Streptococcus suis, a major emerging pathogen in swine and humans, expresses immunoglobulin G (IgG)-binding proteins (IBPs), which contribute to the ability of organism to evasion of host immune system. The objective of this study was to identify novel pig IgG (pIgG) and human IgG (hIgG)-binding proteins and characterize the binding regions of enolase from Streptococcus suis serotype 2 (S. suis 2). Here, four pIgG-binding proteins (pIBPs) and five hIgG-binding proteins (hIBPs) were identified from S. suis 2 surface proteins by 2D-Far-western blot assays. All the newly captured proteins were expressed and further confirmed their binding activity to pIgG or hIgG by Far-western blot and dot blot. In addition to previously identified factor H, fibronectin, collagen, fibrinogen, plasminogen and laminin, we also found that both pIgG and hIgG can specifically interact with enolase. Binding assays indicated that interactions of S. suis 2 enolase with pIgG and hIgG is primarily mediated by the enolase C-terminal portion (Enolase-C, a.a. 142–432). We found that hIgG exhibited stronger binding ability to Enolase-C than pIgG. Further analysis of the C-terminal regions of enolase (Enolase-C1 and Enolase-C2) suggested that the C-terminus possessed two different binding domains with distinct host IgG proteins. Strikingly, we confirmed that pIgG interacted with the Enolase-C1 (a.a. 142–271) and hIgG interacted with the Enolase-C2 (a.a. 271–432). These observations of enolase provide interesting insights in the pathogenesis of S. suis infection.
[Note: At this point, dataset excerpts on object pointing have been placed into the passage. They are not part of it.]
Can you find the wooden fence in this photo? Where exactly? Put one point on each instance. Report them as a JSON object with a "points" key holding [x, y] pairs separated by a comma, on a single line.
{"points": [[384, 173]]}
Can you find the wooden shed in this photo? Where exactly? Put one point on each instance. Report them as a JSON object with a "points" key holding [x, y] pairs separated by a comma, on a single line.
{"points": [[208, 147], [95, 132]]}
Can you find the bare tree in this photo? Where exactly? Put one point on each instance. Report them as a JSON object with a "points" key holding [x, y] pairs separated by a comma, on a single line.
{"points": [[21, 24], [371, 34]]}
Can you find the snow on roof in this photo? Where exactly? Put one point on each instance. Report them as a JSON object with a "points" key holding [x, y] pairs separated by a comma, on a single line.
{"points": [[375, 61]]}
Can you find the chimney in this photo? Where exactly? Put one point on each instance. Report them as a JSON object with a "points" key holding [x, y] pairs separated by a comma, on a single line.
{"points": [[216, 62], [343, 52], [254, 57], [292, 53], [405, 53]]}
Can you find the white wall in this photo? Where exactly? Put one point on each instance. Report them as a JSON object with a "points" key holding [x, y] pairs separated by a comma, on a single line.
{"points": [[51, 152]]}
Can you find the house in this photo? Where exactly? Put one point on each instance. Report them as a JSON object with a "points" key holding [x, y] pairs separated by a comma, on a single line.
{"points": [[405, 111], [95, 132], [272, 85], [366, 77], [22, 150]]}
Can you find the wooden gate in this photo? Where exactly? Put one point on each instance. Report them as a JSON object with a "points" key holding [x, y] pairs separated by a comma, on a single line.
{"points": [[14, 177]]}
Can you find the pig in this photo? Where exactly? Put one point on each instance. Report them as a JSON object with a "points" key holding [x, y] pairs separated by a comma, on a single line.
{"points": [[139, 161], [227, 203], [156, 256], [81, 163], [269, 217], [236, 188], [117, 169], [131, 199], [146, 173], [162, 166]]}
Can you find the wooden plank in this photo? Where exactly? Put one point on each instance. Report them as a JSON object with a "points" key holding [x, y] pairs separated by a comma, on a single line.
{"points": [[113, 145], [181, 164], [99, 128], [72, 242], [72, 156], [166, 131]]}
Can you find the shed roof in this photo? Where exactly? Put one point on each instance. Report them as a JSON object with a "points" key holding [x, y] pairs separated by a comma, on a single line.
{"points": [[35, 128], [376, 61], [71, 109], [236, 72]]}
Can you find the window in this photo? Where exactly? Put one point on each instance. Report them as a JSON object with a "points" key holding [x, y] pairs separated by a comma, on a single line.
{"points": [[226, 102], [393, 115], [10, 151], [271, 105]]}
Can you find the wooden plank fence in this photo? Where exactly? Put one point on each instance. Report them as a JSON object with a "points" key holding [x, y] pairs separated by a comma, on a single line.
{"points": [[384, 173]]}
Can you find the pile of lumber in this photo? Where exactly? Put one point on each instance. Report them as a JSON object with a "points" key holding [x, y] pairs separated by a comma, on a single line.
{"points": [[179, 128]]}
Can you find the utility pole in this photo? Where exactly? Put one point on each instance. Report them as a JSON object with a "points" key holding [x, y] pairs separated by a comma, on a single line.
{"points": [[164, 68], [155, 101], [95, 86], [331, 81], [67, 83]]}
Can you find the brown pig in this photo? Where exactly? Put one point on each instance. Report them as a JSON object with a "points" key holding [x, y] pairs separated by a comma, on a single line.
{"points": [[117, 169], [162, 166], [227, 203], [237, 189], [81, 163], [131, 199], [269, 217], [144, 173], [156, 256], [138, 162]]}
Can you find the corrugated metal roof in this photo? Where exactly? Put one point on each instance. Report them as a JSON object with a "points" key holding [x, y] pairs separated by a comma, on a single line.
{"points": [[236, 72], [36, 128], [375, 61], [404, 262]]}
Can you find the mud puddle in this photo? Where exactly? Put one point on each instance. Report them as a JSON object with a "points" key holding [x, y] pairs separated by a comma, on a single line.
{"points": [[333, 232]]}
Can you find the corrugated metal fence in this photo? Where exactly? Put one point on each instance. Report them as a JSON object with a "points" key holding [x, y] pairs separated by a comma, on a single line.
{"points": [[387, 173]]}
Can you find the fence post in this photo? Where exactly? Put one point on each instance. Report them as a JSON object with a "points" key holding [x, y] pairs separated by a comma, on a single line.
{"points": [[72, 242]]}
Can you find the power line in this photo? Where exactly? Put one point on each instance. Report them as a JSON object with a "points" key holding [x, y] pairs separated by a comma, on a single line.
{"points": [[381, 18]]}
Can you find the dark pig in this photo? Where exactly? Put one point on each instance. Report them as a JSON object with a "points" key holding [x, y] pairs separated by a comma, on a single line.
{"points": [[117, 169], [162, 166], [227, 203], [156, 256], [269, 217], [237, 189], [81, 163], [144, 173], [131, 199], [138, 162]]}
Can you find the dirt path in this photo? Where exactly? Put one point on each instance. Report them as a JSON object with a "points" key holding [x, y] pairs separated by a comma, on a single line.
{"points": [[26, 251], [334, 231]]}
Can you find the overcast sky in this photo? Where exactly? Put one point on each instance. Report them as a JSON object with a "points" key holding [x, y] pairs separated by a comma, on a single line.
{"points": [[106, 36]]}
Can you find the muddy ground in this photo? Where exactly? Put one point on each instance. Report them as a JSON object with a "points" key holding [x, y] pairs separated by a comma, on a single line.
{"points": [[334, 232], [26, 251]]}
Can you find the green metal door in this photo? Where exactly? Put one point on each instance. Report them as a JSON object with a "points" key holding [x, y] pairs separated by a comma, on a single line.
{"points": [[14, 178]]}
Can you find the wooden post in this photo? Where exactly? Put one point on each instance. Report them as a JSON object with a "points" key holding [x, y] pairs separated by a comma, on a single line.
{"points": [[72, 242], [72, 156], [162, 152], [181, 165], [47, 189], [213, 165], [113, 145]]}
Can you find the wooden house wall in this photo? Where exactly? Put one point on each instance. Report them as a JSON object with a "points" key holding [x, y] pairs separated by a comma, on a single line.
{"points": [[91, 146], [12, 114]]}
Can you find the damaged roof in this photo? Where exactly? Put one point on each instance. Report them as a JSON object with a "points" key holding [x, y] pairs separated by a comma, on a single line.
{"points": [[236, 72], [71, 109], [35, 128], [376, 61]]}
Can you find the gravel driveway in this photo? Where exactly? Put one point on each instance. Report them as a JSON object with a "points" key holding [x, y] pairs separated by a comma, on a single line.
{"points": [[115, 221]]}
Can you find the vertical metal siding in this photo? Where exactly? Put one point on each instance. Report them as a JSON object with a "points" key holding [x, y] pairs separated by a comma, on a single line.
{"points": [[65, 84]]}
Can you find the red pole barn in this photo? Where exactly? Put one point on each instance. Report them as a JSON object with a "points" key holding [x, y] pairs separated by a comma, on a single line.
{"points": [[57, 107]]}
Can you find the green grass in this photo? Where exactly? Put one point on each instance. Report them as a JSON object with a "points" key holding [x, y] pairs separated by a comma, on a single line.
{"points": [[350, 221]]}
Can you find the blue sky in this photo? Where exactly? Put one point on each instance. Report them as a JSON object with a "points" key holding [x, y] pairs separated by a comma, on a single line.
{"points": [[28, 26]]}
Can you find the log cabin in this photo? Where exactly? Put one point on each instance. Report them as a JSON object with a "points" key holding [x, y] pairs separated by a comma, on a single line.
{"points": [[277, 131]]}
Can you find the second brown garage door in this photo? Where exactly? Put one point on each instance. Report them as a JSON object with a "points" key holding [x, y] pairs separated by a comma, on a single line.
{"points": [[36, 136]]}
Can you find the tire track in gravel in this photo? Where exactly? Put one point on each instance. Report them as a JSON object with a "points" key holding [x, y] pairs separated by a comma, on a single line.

猪链球菌是猪和人的主要新兴病原体，它表达免疫球蛋白G（IgG）结合蛋白（IBP），这些蛋白有助于生物体逃避宿主免疫系统的能力。这项研究的目的是鉴定新型猪IgG（pIgG）和人IgG（hIgG）结合蛋白，并表征猪链球菌血清型2（猪链球菌2）的烯醇酶的结合区。在这里，从猪链球菌中鉴定出四个pIgG结合蛋白（pIBPs）和五个hIgG结合蛋白（hIBPs）。通过2D-Far-western印迹检测2种表面蛋白。表达所有新捕获的蛋白，并通过Far-western印迹和点印迹进一步证实它们与pIgG或hIgG的结合活性。除了先前确定的因子H，纤连蛋白，胶原蛋白，纤维蛋白原，纤溶酶原和层粘连蛋白外，我们还发现pIgG和hIgG均可与烯醇酶特异性相互作用。结合测定表明猪链球菌的相互作用2带pIgG和hIgG的烯醇酶主要由烯醇酶C末端部分介导（Enolase-C，aa 142–432）。我们发现，hIgG对烯醇酶C的结合能力强于pIgG。对烯醇化酶（Enolase-C1和Enolase-C2）C端区域的进一步分析表明，C端具有两个不同的结合域，具有不同的宿主IgG蛋白。令人惊讶的是，我们证实pIgG与Enolase-C1（aa 142-271）相互作用，而hIgG与Enolase-C2（aa 271-432）相互作用。烯醇化酶的这些观察结果为猪链球菌感染的发病机理提供了有趣的见解。